Zamanı tükenmişti nerede ise bu dünyada daha ne kadar kalacaktı ki,
hayat bu aslında yarının olmadığını gayet iyi biliyordu. Onun için kalbini
sevgilere açmış “benim adım sevgi” demişti.
Her gelen sevgiyi buyur etmişti gönlüne. O sevginin zorluğunu herkesten
iyi bilirdi amma yine de “sevgisiz olmaz” derdi. Etrafındakiler her ne kadar
sevginin yalan olduğunu söylese de o hiç aldırmazdı her insanın düşüncesi
ayrıdır diye düşünürdü.
Bir tanesi ona çok yakınlık göstermeye başlamıştı. Baştan ona karşı
tedbirli davranmıştı. Hatta “kendine dikkat et ne yapmak istiyorsun beni
tanıyorsun görüyorsun” demişti. Oda “neden olmasın sevgi yanlış mı senin neyin
eksik pek ala sevilecek insansın” diye karşılık vermişti. Kendi kendine
“inşallah hayır olur” diye düşünmüştü. Hatta uzun süre uzak durmaya çalışmış,
onu denemişti. Aradan uzun bir zaman geçenden sonrada ona karşı sevgi beslemeye
başlamış ve onu sevmişti hem de çok!
Onu
çok sevmişti. Onunla nefes alır onunla hayat bulur olmuştu. Gözüne halele
gelsin istemezdi. Suratı asılacak olsa onunda dünyası yıkılırdı. Ağlasa onunla
oturup ağlamak isterdi.
Gülünce
dünyalar onun olurdu hayatı şenlik olurdu. Elinden gelse tüm dünyanın
güzelliklerini ona verirdi. Elini atınca her şey onun elinin altında olsun diye
hazırlık yapardı. Hiç usanmazdı yorulmazdı. Dünyada onun için bir tek o vardı.
İsterdi ki tüm dertlerini çözsün hiçbir der ona yük olmasın. Hayatı kolay olsun,
kolay yaşasın. Sevdiğinin bilgisiz olmasını istemezdi. Onun bilgili kültürlü
olmasını arzu ederdi. Bunun içinde elinde olan imkânları seferber etmekten
çekinmezdi. Her seferinde “ sana bilgisiz olmak yakışmıyor benimle oturunca her
konuda konuşup fikir verebilmelisin, dünyadan habersiz olmamalısın ” derdi. Onu
eğitmek için çalışmakta gün geçtikçe de bilgisinin artışını görmekte ve çok
mutlu olmaktaydı. Aralarında hiç bir uyumsuzluk söz konusu değildi.
Fakat
bir gün onunla sohbet ederken sevdiğinin onu sevmediğinin farkına vardı. “ ne
oluyor bu değişiklik neden” diye sordu. Fakat cevap alamadı. Sevdiğinin Uzun
uzun dalıp gittiği anlar çok olmaya başlamış “hey buraya gel neredesin” deyince
o da “ buradayım yanında görmüyormusun” diyerek cevap verirdi. Bir gün “ benden
bıktın mı” diye sorunca hiç tereddüt etmeden “ evet” deyiverir. Onu istemediğini görünce çok üzüldü. O aslında
böyle bir duruma her zaman kendini hazırlardı. Fakat yinede Kendisin biraz
aptal yerine konmuş gibi hisseti. Ve kendi kendine “ kendine gel sana bu
layıktır. Sen zavallı bir insan değilsin böle bir olaya hazır olman gerekirdi”
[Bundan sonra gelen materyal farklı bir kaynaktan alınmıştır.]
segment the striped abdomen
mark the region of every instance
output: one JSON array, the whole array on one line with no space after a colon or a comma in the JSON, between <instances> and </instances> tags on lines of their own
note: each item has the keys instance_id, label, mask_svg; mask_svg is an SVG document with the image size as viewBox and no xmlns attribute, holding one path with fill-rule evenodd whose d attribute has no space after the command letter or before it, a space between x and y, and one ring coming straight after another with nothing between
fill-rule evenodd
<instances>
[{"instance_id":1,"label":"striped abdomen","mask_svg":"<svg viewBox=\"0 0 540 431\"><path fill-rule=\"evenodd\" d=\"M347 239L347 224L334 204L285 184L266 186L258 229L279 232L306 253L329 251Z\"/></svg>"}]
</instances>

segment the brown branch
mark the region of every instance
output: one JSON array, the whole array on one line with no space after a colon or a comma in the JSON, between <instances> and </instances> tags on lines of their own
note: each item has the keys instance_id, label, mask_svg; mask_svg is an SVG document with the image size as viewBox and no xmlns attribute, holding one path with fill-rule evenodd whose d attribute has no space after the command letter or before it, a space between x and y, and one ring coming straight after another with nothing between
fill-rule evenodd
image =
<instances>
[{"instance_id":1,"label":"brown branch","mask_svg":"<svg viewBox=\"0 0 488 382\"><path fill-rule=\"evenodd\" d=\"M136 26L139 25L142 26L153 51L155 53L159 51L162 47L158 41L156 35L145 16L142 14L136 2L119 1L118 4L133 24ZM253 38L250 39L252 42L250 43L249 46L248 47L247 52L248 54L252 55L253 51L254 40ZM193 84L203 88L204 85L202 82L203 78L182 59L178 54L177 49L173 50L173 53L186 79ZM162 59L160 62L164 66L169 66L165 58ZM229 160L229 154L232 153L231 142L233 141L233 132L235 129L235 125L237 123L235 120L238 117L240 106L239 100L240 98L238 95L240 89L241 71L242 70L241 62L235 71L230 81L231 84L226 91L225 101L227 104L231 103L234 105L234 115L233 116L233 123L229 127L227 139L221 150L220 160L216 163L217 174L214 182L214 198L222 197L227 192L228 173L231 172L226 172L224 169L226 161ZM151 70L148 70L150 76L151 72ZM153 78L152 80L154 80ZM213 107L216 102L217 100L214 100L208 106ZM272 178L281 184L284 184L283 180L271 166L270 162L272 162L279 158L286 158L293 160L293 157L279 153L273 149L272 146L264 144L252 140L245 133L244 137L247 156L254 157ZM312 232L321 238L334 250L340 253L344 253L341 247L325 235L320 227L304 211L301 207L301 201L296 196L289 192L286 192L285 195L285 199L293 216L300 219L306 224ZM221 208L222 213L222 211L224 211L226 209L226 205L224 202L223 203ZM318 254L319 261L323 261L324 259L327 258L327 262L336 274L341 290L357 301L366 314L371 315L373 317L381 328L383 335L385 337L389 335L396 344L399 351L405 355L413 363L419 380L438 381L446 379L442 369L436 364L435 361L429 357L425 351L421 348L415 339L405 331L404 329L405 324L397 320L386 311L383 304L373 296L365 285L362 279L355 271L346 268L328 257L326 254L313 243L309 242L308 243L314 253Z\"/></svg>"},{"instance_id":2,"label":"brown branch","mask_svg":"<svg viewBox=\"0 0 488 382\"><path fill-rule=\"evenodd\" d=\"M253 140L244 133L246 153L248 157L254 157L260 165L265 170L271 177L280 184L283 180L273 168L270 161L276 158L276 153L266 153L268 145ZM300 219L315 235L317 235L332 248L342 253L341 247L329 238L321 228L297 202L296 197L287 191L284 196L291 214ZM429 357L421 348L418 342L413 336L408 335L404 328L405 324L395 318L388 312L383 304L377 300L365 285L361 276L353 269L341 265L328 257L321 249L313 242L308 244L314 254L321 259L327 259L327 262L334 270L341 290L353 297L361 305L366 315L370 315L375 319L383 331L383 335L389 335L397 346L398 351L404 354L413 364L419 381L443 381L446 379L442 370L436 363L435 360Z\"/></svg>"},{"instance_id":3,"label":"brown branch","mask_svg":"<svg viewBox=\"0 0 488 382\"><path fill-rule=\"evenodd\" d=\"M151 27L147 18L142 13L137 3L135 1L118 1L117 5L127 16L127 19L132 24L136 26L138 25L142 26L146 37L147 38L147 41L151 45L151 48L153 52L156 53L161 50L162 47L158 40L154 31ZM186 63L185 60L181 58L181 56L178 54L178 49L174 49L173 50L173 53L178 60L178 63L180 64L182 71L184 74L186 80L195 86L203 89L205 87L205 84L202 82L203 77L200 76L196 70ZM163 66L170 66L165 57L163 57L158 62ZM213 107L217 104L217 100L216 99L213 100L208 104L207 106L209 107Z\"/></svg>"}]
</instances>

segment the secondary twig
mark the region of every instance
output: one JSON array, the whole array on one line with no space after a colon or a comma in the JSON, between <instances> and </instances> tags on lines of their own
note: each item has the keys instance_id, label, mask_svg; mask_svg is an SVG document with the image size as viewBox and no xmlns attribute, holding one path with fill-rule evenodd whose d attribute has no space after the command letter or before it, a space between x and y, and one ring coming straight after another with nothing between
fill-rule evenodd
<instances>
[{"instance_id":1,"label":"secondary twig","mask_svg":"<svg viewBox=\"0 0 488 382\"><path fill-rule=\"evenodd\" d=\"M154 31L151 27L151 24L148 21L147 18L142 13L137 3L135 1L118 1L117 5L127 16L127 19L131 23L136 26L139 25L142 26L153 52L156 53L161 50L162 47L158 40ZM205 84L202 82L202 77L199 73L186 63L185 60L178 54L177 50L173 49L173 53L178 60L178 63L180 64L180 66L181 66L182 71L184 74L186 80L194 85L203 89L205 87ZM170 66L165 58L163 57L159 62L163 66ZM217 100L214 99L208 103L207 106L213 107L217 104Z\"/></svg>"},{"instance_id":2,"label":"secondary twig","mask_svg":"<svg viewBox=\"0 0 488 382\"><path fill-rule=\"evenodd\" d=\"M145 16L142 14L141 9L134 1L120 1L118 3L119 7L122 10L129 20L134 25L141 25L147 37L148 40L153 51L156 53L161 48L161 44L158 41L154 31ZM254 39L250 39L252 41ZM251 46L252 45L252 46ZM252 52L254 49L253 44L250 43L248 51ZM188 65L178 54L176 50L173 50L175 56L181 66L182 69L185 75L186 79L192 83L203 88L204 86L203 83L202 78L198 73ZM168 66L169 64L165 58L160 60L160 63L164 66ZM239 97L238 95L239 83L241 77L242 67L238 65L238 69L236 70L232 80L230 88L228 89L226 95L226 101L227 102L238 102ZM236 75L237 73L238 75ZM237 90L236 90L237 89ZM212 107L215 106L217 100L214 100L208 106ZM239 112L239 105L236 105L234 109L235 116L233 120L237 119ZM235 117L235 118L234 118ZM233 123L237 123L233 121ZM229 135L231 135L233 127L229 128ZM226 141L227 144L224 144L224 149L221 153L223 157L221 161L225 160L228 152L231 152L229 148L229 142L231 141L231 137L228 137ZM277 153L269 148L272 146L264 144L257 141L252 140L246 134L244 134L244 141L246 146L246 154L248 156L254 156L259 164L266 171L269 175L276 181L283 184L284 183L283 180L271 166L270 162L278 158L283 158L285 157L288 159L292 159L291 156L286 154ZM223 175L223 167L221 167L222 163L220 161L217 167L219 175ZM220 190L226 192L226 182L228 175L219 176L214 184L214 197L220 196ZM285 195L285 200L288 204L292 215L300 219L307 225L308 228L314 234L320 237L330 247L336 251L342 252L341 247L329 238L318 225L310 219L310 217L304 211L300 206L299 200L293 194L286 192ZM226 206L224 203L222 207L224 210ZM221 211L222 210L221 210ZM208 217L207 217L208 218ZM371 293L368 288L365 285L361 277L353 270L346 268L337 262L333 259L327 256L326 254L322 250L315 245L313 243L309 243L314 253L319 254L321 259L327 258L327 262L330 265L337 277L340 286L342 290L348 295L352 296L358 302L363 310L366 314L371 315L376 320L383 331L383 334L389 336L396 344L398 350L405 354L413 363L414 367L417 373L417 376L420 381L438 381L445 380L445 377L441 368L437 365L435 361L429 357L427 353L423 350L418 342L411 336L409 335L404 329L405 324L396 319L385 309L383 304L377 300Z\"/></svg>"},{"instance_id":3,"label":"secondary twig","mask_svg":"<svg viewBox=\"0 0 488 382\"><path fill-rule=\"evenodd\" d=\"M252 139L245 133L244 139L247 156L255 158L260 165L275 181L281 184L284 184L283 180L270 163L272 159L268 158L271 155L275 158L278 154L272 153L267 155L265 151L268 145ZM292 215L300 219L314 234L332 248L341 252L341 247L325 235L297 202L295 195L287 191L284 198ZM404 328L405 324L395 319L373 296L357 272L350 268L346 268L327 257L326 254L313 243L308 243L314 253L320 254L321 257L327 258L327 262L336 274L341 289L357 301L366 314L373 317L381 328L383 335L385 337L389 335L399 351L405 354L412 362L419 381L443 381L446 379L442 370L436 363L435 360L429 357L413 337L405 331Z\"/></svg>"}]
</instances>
dedi. . Sevdiğine “Olsun be güzelim sende haklısın bizde akşam vakti bizimle
vakit geçirmen doğru olmazdı. Amma ben sana bunu baştan söylemiştim ve beni
tanıyordun güzelim isterdim ki bu güneşin batışı senin yanında olsun. Fakat olmadı
sen sabır edemedin oysa sana hiç kötülüğüm dokunmadı sevmekten başka” dedi.
Bir an önce oralardan uzaklaşmak için karar
verdi. Bir daha ona görünmeden sevdiğinin bulunduğu yeri sessizce terk edip
bilinmeyen bir tarafa doğru başıboş gönlü kırık kayıp olup gitti. “ beni adım
sevgi” diyen bu insan Bir daha gönlünde birine yer veririmi bilinmez.